Uncertainty Management in the Construction of Knowledge Graphs: a Survey
Lucas Jarnac, Yoan Chabot, Miguel Couceiro
TL;DR
This survey tackles uncertainty management in knowledge graph construction by analyzing how unreliable or conflicting data from heterogeneous sources propagate through extraction, alignment, and fusion. It articulates a taxonomy of knowledge deltas (e.g., granularity vs contradictions) and proposes an ideal pipeline with alignment, fusion, and consistency checks augmented by provenance metadata.
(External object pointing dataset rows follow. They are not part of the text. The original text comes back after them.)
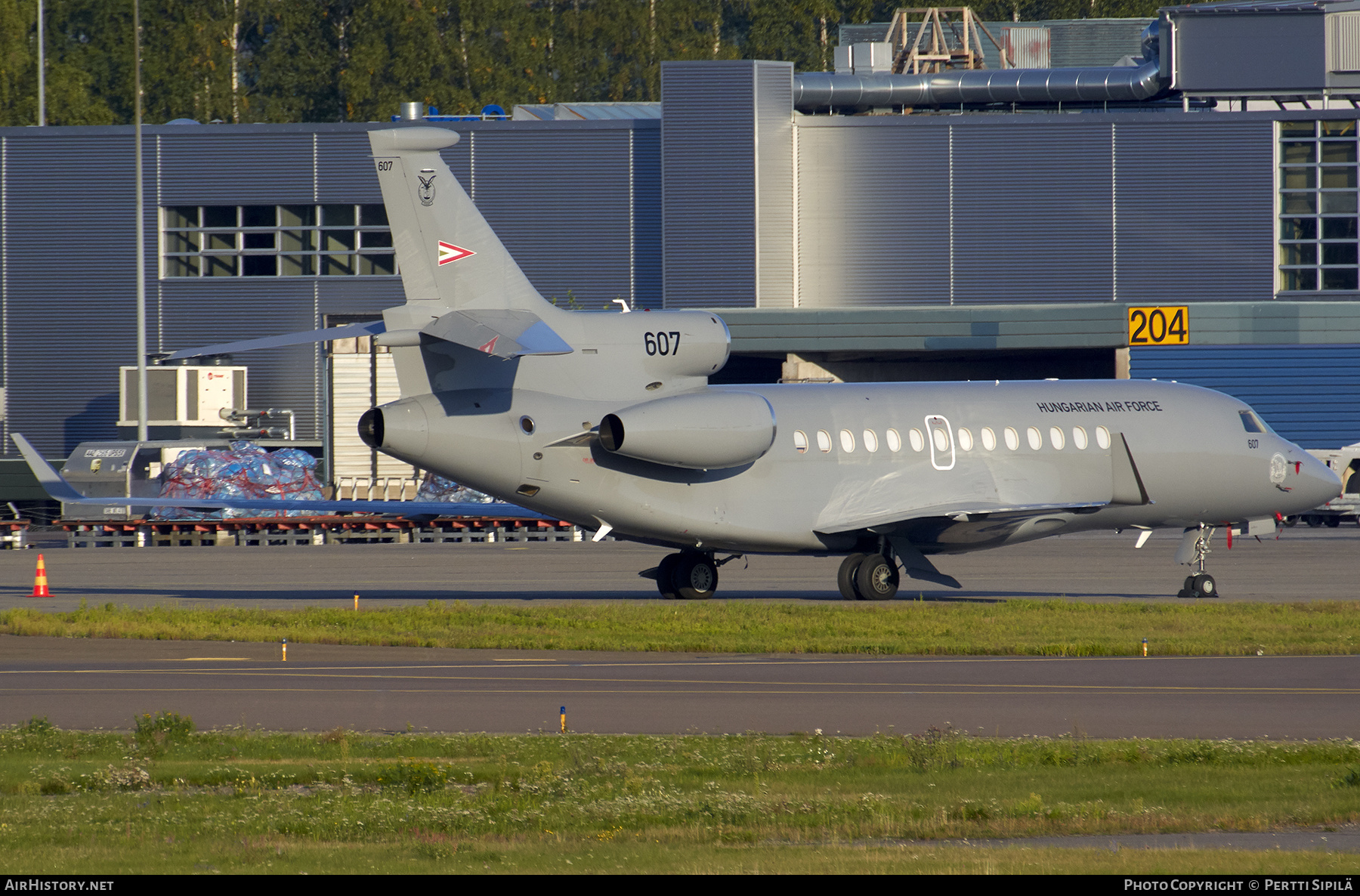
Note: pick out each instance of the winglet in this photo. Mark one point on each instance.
(45, 474)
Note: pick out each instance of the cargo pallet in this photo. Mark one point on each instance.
(311, 530)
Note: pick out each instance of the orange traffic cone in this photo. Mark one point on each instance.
(40, 579)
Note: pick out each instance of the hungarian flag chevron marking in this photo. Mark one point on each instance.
(448, 252)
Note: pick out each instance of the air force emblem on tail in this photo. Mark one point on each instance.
(449, 253)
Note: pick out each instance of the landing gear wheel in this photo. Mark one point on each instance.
(846, 576)
(695, 576)
(1204, 585)
(666, 576)
(877, 578)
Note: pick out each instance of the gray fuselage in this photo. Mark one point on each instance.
(845, 454)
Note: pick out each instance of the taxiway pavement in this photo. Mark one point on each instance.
(88, 684)
(1303, 564)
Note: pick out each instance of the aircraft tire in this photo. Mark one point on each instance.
(695, 576)
(876, 578)
(1204, 586)
(846, 576)
(666, 576)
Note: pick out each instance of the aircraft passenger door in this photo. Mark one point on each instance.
(940, 437)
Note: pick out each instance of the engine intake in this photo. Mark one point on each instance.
(712, 430)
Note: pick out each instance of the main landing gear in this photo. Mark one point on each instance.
(688, 576)
(1200, 583)
(868, 576)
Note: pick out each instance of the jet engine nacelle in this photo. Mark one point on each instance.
(710, 430)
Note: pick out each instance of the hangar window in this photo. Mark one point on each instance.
(1318, 210)
(277, 241)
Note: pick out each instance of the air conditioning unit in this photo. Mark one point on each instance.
(183, 396)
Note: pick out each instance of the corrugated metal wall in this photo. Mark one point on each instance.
(1307, 394)
(562, 195)
(1099, 207)
(774, 184)
(1197, 204)
(707, 166)
(1031, 224)
(870, 202)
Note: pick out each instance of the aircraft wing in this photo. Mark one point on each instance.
(959, 511)
(60, 490)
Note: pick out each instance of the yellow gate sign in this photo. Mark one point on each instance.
(1159, 326)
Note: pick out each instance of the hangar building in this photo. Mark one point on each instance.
(855, 224)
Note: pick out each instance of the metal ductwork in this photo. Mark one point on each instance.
(977, 88)
(814, 91)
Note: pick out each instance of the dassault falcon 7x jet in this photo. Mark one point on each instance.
(608, 421)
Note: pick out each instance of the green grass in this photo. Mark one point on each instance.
(902, 627)
(165, 800)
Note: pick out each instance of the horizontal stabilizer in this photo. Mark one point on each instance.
(286, 339)
(60, 490)
(503, 333)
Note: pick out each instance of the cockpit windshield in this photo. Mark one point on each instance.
(1251, 423)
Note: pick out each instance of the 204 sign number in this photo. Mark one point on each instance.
(1163, 326)
(661, 343)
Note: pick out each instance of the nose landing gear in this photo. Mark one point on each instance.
(1198, 583)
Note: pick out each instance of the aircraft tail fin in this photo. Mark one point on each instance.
(448, 252)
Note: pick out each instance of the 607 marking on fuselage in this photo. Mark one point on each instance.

The paper reviews both open and enterprise KGs, various knowledge extraction methods (text, web, and probing with LLMs), and the state-of-the-art in uncertain KG embeddings, knowledge alignment, and fusion approaches, including numerous datasets used for evaluation. It concludes with perspectives on integrating uncertainty at both ontology and data-model levels, calling for holistic, provenance-aware solutions to improve KG quality and reliability in real-world applications.
Abstract
Knowledge Graphs (KGs) are a major asset for companies thanks to their great flexibility in data representation and their numerous applications, e.g., vocabulary sharing, Q/A or recommendation systems. To build a KG it is a common practice to rely on automatic methods for extracting knowledge from various heterogeneous sources. But in a noisy and uncertain world, knowledge may not be reliable and conflicts between data sources may occur. Integrating unreliable data would directly impact the use of the KG, therefore such conflicts must be resolved. This could be done manually by selecting the best data to integrate. This first approach is highly accurate, but costly and time-consuming. That is why recent efforts focus on automatic approaches, which represents a challenging task since it requires handling the uncertainty of extracted knowledge throughout its integration into the KG. We survey state-of-the-art approaches in this direction and present constructions of both open and enterprise KGs and how their quality is maintained. We then describe different knowledge extraction methods, introducing additional uncertainty. We also discuss downstream tasks after knowledge acquisition, including KG completion using embedding models, knowledge alignment, and knowledge fusion in order to address the problem of knowledge uncertainty in KG construction. We conclude with a discussion on the remaining challenges and perspectives when constructing a KG taking into account uncertainty.